Posted 31 August 2012 - 11:00 PM

For me, the biggest point of irritation was the disclosure of documents pertaining to military actions, i.e. American air strikes. There are good reasons for keeping such information classified, and by publishing them Wikileaks put the whole operation at risk and endangered the lives of Westerners in the Middle East. That incident showed that Wikileaks didn't handle their material responsibly.

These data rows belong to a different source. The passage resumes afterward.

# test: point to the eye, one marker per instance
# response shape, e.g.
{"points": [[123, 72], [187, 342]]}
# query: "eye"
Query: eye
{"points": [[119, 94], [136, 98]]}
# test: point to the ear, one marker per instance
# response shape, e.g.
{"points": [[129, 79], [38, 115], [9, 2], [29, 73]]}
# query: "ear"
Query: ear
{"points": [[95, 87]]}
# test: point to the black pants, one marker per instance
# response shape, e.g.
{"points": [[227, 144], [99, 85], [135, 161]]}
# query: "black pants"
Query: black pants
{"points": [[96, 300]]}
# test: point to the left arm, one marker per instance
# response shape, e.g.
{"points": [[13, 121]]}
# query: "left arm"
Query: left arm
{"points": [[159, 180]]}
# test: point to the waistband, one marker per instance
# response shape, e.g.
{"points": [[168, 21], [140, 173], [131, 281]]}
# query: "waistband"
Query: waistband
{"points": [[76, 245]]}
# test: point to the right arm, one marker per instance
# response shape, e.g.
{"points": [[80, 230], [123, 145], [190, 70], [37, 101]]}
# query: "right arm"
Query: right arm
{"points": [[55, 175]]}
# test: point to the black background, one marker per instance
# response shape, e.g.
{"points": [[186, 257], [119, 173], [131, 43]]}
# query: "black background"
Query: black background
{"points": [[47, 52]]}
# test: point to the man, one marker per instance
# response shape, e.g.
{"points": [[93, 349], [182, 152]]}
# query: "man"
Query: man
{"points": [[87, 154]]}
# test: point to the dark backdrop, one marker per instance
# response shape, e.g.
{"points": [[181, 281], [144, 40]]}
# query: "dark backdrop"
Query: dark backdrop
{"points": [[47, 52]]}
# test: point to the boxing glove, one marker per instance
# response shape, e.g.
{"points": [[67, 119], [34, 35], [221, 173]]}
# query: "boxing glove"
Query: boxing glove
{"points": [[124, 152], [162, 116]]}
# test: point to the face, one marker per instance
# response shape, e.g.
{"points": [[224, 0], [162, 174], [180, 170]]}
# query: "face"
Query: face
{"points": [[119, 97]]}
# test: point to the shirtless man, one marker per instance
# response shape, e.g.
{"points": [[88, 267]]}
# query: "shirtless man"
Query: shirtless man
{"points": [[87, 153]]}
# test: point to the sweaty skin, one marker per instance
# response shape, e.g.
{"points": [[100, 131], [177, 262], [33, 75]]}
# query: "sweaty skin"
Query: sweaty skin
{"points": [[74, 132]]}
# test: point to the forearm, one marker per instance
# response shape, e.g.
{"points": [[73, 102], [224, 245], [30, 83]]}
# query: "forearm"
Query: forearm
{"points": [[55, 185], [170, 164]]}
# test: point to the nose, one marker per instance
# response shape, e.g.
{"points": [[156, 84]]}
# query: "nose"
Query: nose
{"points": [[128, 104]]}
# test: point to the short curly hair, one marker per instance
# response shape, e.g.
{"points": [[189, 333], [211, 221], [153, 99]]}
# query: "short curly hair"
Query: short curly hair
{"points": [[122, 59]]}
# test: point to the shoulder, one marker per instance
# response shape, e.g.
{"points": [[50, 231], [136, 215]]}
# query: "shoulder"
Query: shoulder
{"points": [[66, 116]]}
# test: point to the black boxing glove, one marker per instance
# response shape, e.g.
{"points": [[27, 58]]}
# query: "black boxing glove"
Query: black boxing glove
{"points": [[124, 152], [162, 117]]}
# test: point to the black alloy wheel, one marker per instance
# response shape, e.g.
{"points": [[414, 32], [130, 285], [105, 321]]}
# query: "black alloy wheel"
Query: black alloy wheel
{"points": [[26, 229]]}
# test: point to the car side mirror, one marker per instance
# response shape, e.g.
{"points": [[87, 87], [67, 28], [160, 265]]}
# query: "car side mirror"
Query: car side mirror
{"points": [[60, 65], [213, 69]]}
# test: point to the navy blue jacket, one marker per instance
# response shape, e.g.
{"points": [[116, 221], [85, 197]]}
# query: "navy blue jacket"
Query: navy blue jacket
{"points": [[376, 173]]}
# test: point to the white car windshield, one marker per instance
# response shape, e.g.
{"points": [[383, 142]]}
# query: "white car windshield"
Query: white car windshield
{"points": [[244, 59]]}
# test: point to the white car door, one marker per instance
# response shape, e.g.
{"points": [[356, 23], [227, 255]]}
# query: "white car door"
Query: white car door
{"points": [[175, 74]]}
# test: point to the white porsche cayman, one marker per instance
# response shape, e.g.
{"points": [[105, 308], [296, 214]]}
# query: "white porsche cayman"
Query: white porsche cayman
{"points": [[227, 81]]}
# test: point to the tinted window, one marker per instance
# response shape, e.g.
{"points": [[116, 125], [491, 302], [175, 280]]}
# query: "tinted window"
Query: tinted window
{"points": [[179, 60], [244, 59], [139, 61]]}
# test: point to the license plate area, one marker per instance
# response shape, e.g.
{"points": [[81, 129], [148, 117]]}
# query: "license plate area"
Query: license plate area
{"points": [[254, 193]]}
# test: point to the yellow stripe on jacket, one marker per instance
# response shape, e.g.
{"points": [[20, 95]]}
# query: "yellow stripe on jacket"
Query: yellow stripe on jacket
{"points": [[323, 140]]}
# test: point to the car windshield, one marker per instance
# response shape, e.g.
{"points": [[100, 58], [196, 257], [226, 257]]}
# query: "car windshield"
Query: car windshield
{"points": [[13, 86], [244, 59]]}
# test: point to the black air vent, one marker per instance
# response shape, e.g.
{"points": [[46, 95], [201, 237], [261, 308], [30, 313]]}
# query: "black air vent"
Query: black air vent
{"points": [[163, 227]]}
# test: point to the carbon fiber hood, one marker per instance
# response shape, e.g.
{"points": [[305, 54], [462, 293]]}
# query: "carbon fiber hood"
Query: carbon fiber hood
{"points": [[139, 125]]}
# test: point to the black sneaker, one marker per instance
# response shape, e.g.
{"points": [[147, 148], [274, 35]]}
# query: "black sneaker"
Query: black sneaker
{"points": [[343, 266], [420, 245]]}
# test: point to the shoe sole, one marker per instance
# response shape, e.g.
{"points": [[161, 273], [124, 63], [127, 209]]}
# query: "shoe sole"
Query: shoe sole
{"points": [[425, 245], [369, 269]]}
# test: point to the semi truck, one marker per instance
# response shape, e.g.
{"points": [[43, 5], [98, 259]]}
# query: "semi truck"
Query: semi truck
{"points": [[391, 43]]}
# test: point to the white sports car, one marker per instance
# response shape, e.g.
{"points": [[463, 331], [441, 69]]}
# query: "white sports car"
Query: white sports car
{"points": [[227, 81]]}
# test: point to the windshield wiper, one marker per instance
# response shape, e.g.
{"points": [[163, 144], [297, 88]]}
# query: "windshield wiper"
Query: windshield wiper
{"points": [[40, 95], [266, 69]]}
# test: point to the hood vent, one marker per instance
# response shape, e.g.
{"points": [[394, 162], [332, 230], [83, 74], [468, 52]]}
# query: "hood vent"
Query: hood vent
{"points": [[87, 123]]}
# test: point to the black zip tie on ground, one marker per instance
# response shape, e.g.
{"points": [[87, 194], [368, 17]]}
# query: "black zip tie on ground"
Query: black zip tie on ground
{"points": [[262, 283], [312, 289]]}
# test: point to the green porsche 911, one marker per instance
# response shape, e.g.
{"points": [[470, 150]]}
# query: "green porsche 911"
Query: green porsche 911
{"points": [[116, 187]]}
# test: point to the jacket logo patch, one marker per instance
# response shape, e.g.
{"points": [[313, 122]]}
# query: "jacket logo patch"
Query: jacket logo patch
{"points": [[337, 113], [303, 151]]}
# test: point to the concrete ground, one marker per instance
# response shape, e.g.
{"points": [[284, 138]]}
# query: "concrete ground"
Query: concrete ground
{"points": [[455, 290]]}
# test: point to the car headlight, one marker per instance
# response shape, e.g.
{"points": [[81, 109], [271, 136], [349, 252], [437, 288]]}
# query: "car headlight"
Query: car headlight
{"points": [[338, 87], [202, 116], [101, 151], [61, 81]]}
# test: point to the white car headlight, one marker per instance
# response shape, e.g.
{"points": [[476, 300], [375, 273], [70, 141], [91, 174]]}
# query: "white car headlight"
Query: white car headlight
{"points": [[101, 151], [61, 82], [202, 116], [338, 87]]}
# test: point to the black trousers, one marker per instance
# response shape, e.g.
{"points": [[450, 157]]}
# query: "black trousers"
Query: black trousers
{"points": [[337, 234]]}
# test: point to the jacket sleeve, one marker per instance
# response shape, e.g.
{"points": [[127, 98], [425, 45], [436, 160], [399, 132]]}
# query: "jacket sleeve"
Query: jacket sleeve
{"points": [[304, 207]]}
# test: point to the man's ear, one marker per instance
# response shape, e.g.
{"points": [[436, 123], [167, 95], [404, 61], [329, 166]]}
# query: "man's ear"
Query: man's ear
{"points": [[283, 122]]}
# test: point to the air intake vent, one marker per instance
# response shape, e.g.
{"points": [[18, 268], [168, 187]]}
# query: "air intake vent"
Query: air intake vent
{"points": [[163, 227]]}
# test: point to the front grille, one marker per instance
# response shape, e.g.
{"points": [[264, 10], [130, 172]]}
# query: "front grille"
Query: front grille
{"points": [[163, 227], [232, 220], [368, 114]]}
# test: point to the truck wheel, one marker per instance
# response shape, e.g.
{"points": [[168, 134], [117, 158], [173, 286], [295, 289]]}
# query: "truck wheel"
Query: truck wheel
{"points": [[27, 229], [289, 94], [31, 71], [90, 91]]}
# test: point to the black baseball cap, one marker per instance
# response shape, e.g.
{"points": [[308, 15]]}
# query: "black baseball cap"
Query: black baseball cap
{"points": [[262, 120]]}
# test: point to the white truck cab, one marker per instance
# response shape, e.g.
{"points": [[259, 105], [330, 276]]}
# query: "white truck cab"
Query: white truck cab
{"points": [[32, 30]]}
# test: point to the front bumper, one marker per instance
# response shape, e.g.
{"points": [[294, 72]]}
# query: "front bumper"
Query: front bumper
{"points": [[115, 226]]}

"Ok, well, the 'hot bod' is not a characteristic."


#8 Comrade Chris

Comrade Chris

    Advanced Member

  • Earth
  • PipPipPipPipPipPip
  • 1,257 posts
  • LocationProbably in the woods

Posted 02 September 2012 - 12:03 AM

So it's all okay for the US government to go around air striking the locations of supposed terrorists, causing a great deal of collateral damage and killing civilians in the process, and it's okay for the CIA and MI6 to go around torturing prisoners that are being held WITHOUT trial, and it's okay for the governments to spy on civilians but it's suddenly "wrong" that WikiLeaks to publish leaked documents on US air strikes?


#9 Sacred_Path

Sacred_Path

    Dedicated Member

  • Members
  • PipPipPipPipPip
  • 908 posts
  • Mood::excited by tangents ô.Ô
  • LocationGermany

Posted 02 September 2012 - 04:26 PM

No it's not right, but I think there has to be some security for soldiers in a campaign abroad. According to the pilots, they mistook civilians for combatants because they thought their cameras were weapons. Calling that 'Collateral Murder' is a ways off. I can understand if such incidents don't result in disciplinary measures/ a trial until all forces have pulled out of a country.

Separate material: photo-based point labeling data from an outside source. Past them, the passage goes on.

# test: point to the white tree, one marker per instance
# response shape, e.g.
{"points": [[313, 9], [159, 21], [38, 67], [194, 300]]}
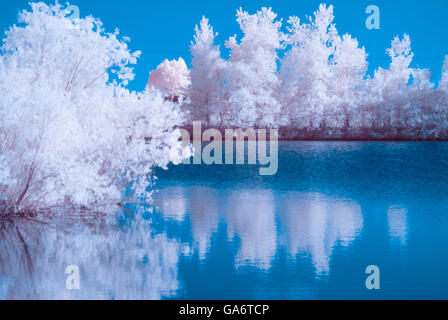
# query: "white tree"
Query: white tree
{"points": [[207, 83], [389, 87], [171, 77], [306, 69], [348, 72], [251, 76], [71, 134]]}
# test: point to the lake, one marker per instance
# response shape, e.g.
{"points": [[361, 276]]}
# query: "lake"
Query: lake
{"points": [[226, 232]]}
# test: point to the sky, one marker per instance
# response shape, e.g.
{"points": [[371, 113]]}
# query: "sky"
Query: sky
{"points": [[164, 29]]}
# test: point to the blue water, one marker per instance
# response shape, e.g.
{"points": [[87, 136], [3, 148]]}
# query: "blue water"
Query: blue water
{"points": [[225, 232], [310, 231]]}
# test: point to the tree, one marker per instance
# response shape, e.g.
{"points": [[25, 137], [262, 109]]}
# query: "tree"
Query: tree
{"points": [[251, 79], [171, 77], [306, 69], [349, 71], [207, 83], [71, 135]]}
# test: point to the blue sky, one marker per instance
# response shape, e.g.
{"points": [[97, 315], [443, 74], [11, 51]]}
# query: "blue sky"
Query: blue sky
{"points": [[164, 29]]}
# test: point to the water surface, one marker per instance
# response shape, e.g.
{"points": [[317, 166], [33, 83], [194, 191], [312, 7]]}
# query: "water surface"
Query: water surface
{"points": [[225, 232]]}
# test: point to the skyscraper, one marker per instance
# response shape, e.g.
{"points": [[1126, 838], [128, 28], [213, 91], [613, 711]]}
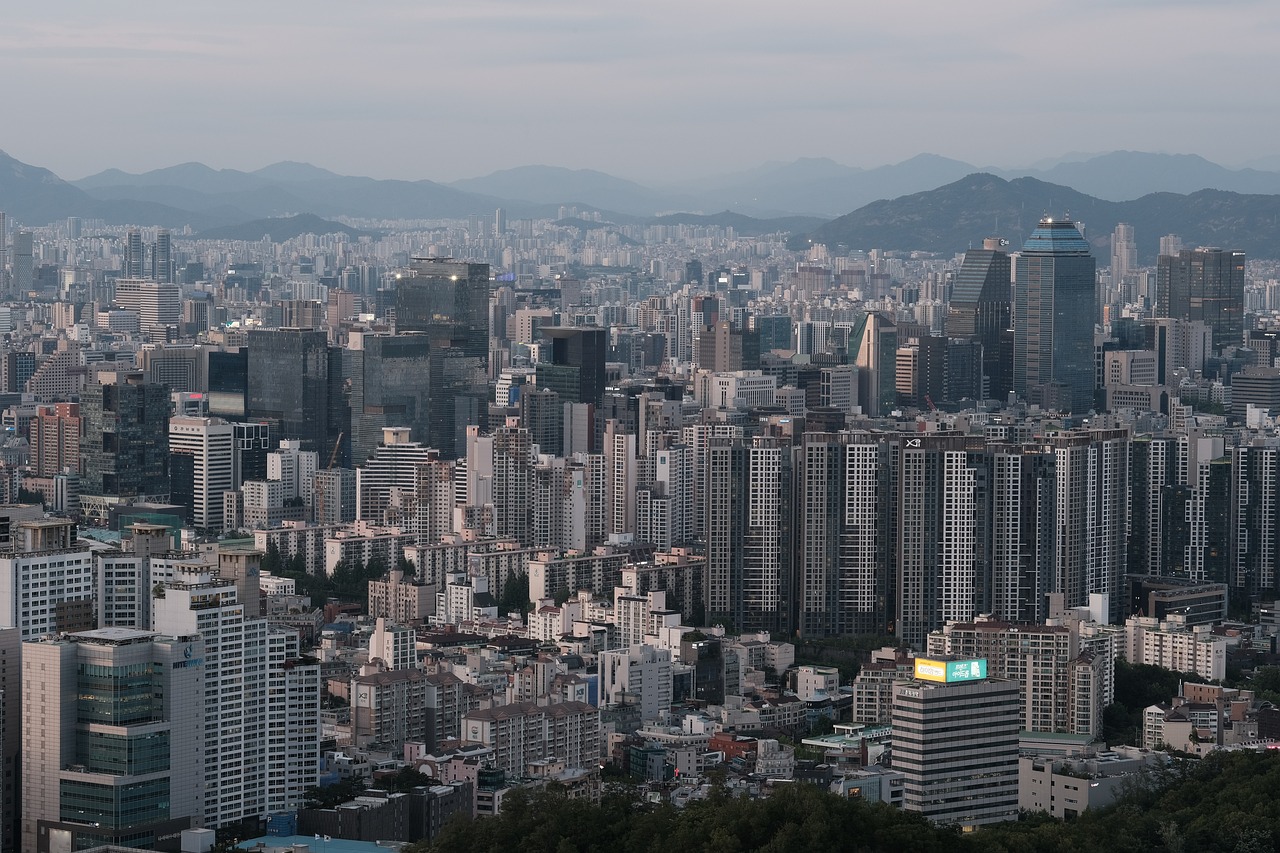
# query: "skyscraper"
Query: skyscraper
{"points": [[1124, 252], [161, 259], [388, 381], [1054, 318], [750, 533], [1203, 284], [289, 384], [135, 255], [113, 733], [23, 263], [979, 310], [124, 451], [208, 447], [449, 301], [846, 534], [955, 740], [576, 366], [937, 527]]}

"Ok, well, the 'hot bod' is not a characteristic."


#10 Comrade Chris

Comrade Chris

    Advanced Member

  • Earth
  • PipPipPipPipPipPip
  • 1,257 posts
  • LocationProbably in the woods

Posted 02 September 2012 - 06:08 PM

The soldiers that a fighting out there won't give a monkey bollocks as to whether some document was leaked, all they care about is getting out of their shitholes of bases and arriving home to see their families. A leaked document about an air strike or two isn't going to make the blindest bit of difference to the security of an infantryman patrolling the villages of Afghanistan.


#11 Sacred_Path

Sacred_Path

    Dedicated Member

  • Members
  • PipPipPipPipPip
  • 908 posts
  • Mood::excited by tangents ô.Ô
  • LocationGermany

Posted 03 September 2012 - 05:45 PM

I seriously doubt that it doesn't get to some servicemen if their entire engagement is called into doubt. It certainly hasn't gone past the veterans of other wars when they returned home and met with a hostile public opinion. Assange has expressed the view that the pros of disclosure outweigh these drawbacks, but I personally suspect he's just a bit too megalomanical to even consider them. Unsurprisingly the charges against him by those women in Sweden fit into this picture.

"Ok, well, the 'hot bod' is not a characteristic."